Detroit Sports Chatbot
A conversational AI chatbot that answers live questions about the Lions, Tigers, Red Wings, and Pistons — powered by ESPN data and your choice of Claude or Groq.
Demo
Problem
Built to go beyond static sports data apps. The goal was to learn AI tool use (function calling), prompt engineering with measurable evaluation, and how to deploy a Python web app with secure API key handling. Detroit sports fans deserve a chatbot that actually knows what happened last night — not just a generic wrapper.
Challenge-Based Learning
Challenge: Get an AI model to reliably call the right ESPN API tool based on a user's natural language question, then stream a useful, accurate answer.
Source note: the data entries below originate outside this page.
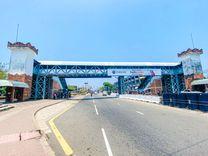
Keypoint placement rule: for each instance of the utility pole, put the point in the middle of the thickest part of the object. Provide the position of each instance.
(17, 32)
(192, 40)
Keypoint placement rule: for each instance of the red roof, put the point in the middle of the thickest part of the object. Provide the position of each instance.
(20, 44)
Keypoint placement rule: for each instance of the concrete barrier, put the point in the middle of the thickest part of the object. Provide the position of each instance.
(146, 98)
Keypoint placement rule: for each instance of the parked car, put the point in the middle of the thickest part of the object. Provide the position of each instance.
(105, 93)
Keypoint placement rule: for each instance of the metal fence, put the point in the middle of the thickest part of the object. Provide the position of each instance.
(193, 101)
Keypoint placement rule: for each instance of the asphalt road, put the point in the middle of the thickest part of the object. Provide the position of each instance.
(120, 127)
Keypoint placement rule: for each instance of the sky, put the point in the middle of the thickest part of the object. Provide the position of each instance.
(106, 30)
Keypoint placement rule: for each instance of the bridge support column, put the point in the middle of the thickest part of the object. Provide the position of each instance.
(121, 84)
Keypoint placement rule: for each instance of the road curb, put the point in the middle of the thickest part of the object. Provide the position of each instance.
(44, 137)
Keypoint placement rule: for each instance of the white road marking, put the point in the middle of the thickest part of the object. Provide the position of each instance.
(96, 110)
(140, 113)
(107, 143)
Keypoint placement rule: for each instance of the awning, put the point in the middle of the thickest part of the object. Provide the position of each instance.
(17, 84)
(200, 82)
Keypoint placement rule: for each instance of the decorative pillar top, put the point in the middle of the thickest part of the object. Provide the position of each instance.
(20, 45)
(189, 51)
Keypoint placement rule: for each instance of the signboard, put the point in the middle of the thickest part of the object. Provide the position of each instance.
(134, 72)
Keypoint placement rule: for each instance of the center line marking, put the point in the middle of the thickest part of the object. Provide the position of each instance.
(96, 110)
(107, 143)
(140, 113)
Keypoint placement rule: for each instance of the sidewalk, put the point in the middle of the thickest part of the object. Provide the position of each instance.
(18, 129)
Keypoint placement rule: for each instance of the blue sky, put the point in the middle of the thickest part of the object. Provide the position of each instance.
(106, 30)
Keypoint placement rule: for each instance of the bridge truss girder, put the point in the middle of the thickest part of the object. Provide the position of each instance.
(41, 87)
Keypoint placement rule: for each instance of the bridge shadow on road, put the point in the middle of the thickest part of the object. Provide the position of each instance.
(92, 98)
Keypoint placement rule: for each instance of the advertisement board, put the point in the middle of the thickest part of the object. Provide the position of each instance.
(134, 72)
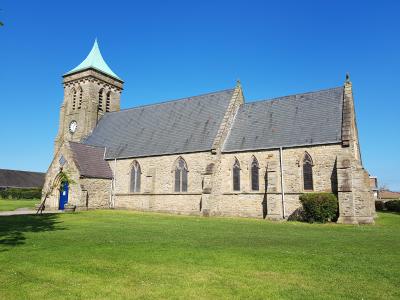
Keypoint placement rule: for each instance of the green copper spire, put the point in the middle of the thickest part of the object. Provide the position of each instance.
(95, 61)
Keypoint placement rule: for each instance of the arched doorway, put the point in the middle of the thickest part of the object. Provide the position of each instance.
(63, 195)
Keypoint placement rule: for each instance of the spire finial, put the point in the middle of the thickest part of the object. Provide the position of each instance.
(347, 77)
(238, 83)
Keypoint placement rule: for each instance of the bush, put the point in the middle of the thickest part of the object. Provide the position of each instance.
(13, 193)
(319, 207)
(393, 205)
(379, 205)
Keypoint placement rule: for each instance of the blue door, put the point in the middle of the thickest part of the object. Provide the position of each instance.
(63, 195)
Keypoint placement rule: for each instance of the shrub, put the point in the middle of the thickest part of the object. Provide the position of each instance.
(379, 205)
(14, 193)
(393, 205)
(319, 207)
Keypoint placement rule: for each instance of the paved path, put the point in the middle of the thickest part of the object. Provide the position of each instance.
(27, 212)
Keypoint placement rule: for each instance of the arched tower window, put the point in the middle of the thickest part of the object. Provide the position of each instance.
(108, 101)
(255, 186)
(73, 98)
(100, 106)
(236, 175)
(135, 177)
(307, 172)
(80, 93)
(181, 175)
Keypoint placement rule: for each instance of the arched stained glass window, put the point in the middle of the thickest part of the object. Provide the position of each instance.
(236, 175)
(135, 177)
(181, 176)
(73, 98)
(100, 105)
(255, 186)
(108, 101)
(307, 172)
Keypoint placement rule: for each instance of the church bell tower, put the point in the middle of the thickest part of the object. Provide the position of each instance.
(90, 90)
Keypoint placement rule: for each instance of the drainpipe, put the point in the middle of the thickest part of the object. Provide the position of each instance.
(282, 183)
(115, 182)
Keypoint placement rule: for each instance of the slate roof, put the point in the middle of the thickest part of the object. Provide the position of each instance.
(21, 179)
(90, 161)
(296, 120)
(180, 126)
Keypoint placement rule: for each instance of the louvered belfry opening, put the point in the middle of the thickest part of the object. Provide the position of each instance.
(100, 105)
(73, 99)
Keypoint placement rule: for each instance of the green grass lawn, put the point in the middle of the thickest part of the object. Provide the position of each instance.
(123, 254)
(6, 204)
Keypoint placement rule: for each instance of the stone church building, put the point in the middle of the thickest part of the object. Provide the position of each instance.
(213, 154)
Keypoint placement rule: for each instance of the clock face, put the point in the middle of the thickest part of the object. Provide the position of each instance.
(72, 126)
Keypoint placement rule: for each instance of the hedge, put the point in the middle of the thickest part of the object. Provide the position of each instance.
(319, 207)
(393, 205)
(14, 193)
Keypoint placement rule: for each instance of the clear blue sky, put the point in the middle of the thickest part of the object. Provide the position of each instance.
(171, 49)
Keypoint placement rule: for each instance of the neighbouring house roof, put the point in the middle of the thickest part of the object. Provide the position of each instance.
(21, 179)
(180, 126)
(90, 161)
(385, 194)
(296, 120)
(94, 61)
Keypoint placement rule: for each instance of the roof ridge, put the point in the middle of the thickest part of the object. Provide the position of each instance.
(95, 146)
(22, 171)
(169, 101)
(291, 95)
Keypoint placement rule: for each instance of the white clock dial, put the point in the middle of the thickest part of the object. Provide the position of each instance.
(72, 126)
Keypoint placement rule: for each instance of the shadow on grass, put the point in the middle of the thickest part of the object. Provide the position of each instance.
(13, 228)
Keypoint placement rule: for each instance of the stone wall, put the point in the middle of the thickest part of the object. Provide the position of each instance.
(96, 193)
(212, 190)
(267, 202)
(157, 183)
(83, 192)
(87, 85)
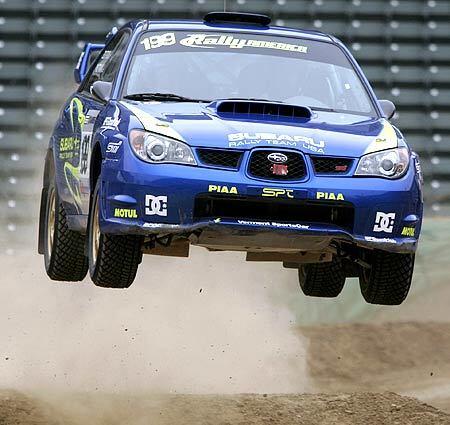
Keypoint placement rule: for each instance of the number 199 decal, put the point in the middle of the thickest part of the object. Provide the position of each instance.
(157, 41)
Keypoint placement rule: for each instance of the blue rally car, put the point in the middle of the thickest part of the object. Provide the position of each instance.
(233, 135)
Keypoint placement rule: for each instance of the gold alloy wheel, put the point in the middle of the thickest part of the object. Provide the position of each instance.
(95, 233)
(51, 215)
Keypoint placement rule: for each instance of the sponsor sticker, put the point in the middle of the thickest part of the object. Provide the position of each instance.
(111, 123)
(125, 213)
(211, 41)
(113, 147)
(274, 224)
(380, 240)
(156, 205)
(223, 189)
(330, 196)
(408, 231)
(239, 140)
(384, 222)
(271, 192)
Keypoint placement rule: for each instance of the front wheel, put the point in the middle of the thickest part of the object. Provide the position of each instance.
(64, 255)
(388, 280)
(113, 259)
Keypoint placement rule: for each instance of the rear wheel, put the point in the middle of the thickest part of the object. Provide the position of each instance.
(113, 259)
(64, 254)
(322, 279)
(388, 280)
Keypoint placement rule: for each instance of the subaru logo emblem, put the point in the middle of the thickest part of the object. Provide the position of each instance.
(277, 157)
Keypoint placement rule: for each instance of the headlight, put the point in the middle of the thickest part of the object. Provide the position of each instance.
(391, 164)
(155, 148)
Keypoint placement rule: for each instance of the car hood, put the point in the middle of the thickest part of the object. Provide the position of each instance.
(326, 133)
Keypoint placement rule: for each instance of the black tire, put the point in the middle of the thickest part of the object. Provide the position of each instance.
(322, 279)
(113, 259)
(64, 249)
(388, 280)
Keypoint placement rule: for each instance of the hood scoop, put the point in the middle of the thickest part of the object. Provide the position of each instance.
(261, 110)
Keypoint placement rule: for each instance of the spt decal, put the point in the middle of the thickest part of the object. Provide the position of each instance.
(270, 192)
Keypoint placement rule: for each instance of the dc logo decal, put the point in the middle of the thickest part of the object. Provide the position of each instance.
(384, 222)
(156, 205)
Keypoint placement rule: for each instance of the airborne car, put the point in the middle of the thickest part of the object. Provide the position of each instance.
(232, 135)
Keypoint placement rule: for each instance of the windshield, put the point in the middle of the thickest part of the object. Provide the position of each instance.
(219, 65)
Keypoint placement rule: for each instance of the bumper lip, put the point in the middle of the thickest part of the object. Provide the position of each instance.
(318, 235)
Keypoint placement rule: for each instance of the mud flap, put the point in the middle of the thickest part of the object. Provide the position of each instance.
(42, 212)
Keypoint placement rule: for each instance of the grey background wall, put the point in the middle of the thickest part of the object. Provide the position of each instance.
(402, 45)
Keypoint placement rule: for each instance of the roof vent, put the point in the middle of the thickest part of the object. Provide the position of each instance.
(237, 18)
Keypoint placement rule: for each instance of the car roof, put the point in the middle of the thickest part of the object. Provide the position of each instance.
(196, 25)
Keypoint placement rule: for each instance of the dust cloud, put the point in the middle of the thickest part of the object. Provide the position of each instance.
(208, 324)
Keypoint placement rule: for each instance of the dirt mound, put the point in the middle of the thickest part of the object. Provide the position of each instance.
(18, 409)
(344, 409)
(402, 357)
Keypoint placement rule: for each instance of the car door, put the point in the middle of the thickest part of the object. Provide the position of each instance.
(82, 110)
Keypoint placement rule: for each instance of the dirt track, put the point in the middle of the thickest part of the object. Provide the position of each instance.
(84, 355)
(343, 409)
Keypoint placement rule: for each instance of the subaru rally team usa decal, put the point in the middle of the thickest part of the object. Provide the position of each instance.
(237, 140)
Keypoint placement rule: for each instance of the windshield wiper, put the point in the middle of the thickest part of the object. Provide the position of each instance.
(316, 108)
(252, 99)
(164, 97)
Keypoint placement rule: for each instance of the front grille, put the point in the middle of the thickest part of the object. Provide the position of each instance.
(261, 167)
(220, 157)
(330, 165)
(209, 206)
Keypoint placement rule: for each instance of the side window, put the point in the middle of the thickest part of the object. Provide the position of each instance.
(109, 61)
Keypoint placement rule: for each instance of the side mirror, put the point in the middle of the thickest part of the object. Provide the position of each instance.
(102, 90)
(388, 108)
(86, 59)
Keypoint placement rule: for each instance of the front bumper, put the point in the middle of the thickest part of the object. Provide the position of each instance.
(141, 198)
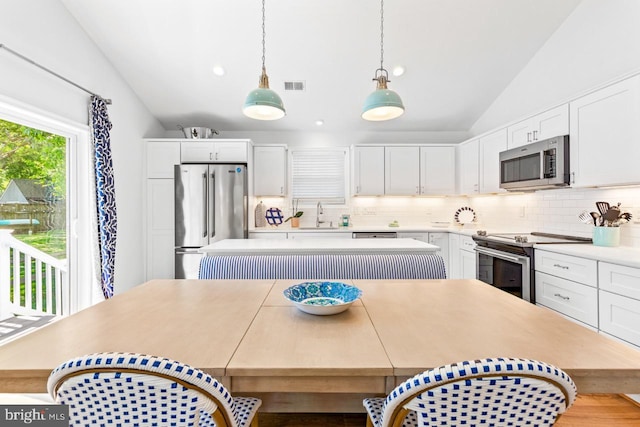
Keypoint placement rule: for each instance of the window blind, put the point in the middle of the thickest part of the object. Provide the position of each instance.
(319, 174)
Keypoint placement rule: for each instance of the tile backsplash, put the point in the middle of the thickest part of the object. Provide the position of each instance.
(549, 211)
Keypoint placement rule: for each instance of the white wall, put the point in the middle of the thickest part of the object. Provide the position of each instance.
(45, 32)
(598, 42)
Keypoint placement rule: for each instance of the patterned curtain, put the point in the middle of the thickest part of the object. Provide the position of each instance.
(105, 193)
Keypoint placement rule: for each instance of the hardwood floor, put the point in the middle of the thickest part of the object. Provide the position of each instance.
(591, 410)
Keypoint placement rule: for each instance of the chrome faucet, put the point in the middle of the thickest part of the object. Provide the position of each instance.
(319, 212)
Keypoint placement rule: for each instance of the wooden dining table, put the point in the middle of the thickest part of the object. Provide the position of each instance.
(245, 333)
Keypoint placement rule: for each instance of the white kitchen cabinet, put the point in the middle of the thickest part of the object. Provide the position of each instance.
(620, 317)
(604, 135)
(467, 258)
(553, 122)
(437, 170)
(368, 171)
(207, 151)
(441, 240)
(160, 158)
(159, 229)
(270, 171)
(454, 256)
(402, 170)
(489, 149)
(620, 301)
(567, 297)
(568, 267)
(468, 167)
(568, 285)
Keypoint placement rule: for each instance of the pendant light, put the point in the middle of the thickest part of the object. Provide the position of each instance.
(383, 103)
(263, 103)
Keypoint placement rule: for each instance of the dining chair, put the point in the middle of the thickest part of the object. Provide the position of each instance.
(128, 389)
(492, 392)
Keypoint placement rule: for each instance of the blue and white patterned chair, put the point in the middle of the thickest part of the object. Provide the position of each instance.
(127, 389)
(491, 392)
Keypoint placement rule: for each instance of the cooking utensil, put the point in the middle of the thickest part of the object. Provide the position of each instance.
(198, 132)
(611, 215)
(603, 207)
(585, 217)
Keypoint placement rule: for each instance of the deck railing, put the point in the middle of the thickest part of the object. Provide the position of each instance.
(31, 281)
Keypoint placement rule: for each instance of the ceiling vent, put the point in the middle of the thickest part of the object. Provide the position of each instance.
(295, 86)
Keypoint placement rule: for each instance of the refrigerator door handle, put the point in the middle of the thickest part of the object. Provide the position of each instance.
(213, 204)
(204, 205)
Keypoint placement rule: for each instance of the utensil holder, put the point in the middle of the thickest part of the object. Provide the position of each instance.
(606, 236)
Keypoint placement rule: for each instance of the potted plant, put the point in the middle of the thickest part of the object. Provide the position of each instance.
(295, 218)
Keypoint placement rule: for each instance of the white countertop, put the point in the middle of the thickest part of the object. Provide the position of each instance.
(317, 246)
(623, 255)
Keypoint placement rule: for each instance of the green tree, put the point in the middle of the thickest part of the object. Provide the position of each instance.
(29, 153)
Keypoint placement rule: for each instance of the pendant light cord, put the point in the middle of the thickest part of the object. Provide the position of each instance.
(264, 33)
(381, 34)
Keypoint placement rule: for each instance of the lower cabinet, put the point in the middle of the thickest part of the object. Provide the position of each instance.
(620, 301)
(620, 317)
(467, 258)
(568, 285)
(462, 257)
(573, 299)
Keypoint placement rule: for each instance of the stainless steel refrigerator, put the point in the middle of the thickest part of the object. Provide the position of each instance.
(211, 204)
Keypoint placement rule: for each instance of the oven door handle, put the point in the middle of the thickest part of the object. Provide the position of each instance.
(501, 255)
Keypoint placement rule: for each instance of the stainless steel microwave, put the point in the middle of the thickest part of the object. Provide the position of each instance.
(543, 164)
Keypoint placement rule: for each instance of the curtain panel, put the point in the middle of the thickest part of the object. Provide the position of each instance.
(104, 192)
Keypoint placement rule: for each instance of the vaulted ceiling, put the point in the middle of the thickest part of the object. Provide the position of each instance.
(459, 55)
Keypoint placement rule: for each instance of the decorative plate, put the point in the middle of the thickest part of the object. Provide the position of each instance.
(465, 215)
(322, 298)
(273, 216)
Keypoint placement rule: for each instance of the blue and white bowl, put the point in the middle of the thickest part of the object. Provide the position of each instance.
(322, 298)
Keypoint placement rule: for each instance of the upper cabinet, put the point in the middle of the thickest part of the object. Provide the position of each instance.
(368, 171)
(208, 151)
(437, 170)
(468, 167)
(605, 135)
(270, 171)
(489, 149)
(545, 125)
(402, 170)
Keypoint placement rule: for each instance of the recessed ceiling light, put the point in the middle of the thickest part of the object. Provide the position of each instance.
(398, 70)
(218, 70)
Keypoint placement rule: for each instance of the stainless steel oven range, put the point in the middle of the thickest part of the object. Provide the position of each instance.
(506, 260)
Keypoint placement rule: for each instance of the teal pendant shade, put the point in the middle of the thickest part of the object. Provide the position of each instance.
(382, 104)
(263, 104)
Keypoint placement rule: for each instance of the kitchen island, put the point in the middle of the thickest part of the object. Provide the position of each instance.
(258, 344)
(318, 246)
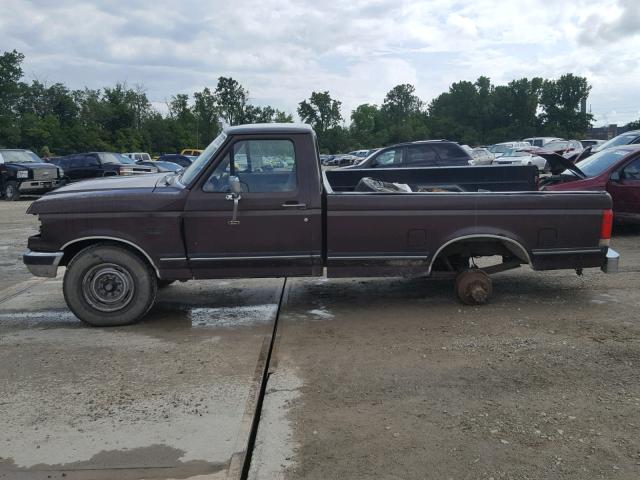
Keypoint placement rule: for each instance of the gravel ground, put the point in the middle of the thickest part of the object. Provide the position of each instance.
(398, 380)
(170, 397)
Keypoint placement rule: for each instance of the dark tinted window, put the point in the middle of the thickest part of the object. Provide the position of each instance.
(261, 165)
(632, 171)
(89, 160)
(388, 158)
(451, 154)
(421, 155)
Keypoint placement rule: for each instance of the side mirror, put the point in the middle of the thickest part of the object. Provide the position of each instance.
(235, 185)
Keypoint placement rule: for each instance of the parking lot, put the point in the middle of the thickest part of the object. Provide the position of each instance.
(375, 378)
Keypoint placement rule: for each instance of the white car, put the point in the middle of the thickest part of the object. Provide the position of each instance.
(521, 157)
(138, 156)
(540, 141)
(481, 156)
(500, 148)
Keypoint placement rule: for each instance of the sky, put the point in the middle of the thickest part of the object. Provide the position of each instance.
(282, 50)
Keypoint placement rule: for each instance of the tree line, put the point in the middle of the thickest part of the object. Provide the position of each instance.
(55, 120)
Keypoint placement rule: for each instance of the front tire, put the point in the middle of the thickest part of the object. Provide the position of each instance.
(11, 191)
(107, 285)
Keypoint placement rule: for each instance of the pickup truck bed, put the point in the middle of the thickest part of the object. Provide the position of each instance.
(256, 204)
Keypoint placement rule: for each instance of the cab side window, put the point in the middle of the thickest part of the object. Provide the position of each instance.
(261, 165)
(632, 171)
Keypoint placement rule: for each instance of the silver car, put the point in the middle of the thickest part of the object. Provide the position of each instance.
(521, 157)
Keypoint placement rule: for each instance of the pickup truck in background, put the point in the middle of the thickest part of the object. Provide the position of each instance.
(256, 204)
(23, 172)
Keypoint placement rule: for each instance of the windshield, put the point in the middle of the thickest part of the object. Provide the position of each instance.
(20, 156)
(500, 148)
(110, 158)
(199, 163)
(599, 162)
(624, 139)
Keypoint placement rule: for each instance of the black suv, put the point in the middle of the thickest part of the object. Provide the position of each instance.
(425, 153)
(23, 172)
(81, 166)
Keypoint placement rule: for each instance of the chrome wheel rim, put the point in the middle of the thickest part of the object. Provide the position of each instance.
(108, 287)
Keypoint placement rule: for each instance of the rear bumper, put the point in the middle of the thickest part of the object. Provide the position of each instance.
(610, 264)
(42, 264)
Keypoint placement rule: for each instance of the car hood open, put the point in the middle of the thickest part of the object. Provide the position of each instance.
(558, 164)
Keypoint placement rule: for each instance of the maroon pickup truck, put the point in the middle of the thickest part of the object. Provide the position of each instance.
(256, 204)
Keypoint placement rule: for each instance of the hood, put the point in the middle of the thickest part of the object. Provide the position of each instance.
(113, 183)
(558, 164)
(32, 165)
(137, 193)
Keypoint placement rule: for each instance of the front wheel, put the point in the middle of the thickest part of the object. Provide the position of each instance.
(107, 285)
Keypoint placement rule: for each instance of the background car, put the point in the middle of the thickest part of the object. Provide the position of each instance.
(591, 142)
(162, 166)
(521, 157)
(343, 160)
(566, 148)
(22, 171)
(138, 156)
(128, 161)
(481, 156)
(500, 148)
(615, 170)
(626, 138)
(81, 166)
(183, 160)
(191, 152)
(425, 153)
(540, 141)
(360, 153)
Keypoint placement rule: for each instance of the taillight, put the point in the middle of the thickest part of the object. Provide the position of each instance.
(605, 227)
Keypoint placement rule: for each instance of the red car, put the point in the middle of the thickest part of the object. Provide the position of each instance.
(616, 170)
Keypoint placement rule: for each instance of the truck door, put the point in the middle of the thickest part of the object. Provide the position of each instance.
(278, 228)
(625, 191)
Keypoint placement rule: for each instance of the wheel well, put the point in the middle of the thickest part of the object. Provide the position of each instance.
(71, 250)
(482, 246)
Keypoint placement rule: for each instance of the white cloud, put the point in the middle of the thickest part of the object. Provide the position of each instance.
(281, 50)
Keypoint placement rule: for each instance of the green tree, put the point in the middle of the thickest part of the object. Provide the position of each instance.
(232, 99)
(321, 111)
(10, 89)
(365, 124)
(206, 113)
(561, 102)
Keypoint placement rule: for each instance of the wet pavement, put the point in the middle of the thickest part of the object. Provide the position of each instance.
(171, 397)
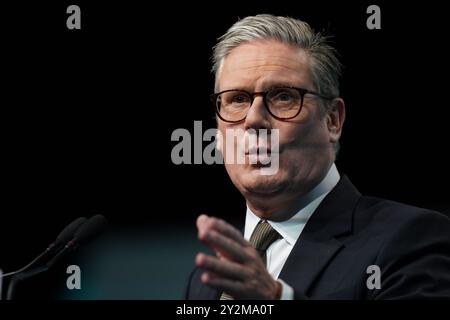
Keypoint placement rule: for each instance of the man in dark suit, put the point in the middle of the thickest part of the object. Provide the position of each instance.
(308, 232)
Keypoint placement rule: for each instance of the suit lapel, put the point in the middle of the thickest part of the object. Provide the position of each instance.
(317, 244)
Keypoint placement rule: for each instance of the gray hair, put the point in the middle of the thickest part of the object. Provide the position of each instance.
(325, 66)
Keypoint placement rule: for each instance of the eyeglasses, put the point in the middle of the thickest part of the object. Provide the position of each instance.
(282, 103)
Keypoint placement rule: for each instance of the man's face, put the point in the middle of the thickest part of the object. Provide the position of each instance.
(305, 148)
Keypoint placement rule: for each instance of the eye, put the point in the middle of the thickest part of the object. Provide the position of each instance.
(282, 95)
(239, 98)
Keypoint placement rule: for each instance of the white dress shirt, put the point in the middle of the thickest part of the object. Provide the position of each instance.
(290, 229)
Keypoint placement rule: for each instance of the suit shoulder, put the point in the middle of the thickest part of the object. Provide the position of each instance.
(381, 211)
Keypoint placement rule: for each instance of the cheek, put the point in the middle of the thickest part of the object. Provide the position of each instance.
(303, 138)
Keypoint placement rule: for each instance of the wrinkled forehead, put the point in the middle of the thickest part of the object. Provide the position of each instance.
(262, 62)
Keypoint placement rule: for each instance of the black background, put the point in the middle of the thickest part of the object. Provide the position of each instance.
(87, 115)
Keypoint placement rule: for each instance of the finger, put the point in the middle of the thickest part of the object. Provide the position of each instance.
(226, 247)
(224, 228)
(223, 268)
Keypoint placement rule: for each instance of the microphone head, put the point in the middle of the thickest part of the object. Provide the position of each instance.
(92, 228)
(68, 232)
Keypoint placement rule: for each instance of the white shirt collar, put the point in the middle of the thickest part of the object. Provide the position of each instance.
(291, 229)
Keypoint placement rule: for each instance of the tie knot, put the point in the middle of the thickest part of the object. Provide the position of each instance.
(263, 236)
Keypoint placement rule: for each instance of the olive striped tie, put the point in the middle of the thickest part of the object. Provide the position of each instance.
(262, 237)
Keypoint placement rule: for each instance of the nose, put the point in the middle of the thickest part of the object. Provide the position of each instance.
(257, 115)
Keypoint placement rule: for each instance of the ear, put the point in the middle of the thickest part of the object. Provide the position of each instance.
(335, 119)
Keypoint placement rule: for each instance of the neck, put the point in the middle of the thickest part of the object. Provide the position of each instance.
(283, 206)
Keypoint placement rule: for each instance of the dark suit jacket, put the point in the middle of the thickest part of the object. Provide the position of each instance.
(349, 232)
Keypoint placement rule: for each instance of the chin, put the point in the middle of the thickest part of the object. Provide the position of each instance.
(255, 183)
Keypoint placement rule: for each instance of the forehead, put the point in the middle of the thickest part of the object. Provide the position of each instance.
(263, 63)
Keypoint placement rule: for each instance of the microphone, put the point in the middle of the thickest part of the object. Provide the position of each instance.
(64, 236)
(86, 232)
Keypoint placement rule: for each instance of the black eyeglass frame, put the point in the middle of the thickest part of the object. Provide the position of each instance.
(264, 94)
Approach: Defined 15 ESPN tool schemas for both Anthropic and Groq, built a tool use loop that handles multi-step responses, and used an automated eval pipeline to score and improve the system prompt from v1 to v4.
Outcome: A 28% improvement in response quality (3.2 → 4.1 out of 5), live on Render, with real Detroit sports data available on demand.
Project Snapshot
- Platform: Web app (Streamlit)
- Stack: Python · Streamlit · Anthropic Claude API · Groq API · ESPN unofficial API
- Focus: AI tool use, prompt engineering, streaming, secure deployment
- Team: Solo
- Role: Full-stack developer, AI engineer, prompt engineer
- Timeline: April 2026 - April 2026
Role
Solo developer and AI engineer responsible for the full stack: Streamlit UI, Anthropic and Groq API integration, ESPN tool definitions, prompt engineering, eval pipeline, and Render deployment.
My Contributions
- Defined 15 ESPN API tool schemas compatible with both Anthropic and Groq (OpenAI-compatible format)
- Built a tool use loop so the model can call multiple ESPN tools in a single response
- Implemented streaming responses in Streamlit for word-by-word output
- Added a provider switcher in the sidebar (Claude Sonnet ↔ Groq Llama 3.3 70b)
- Engineered and iterated the system prompt using an automated eval pipeline (eval.py)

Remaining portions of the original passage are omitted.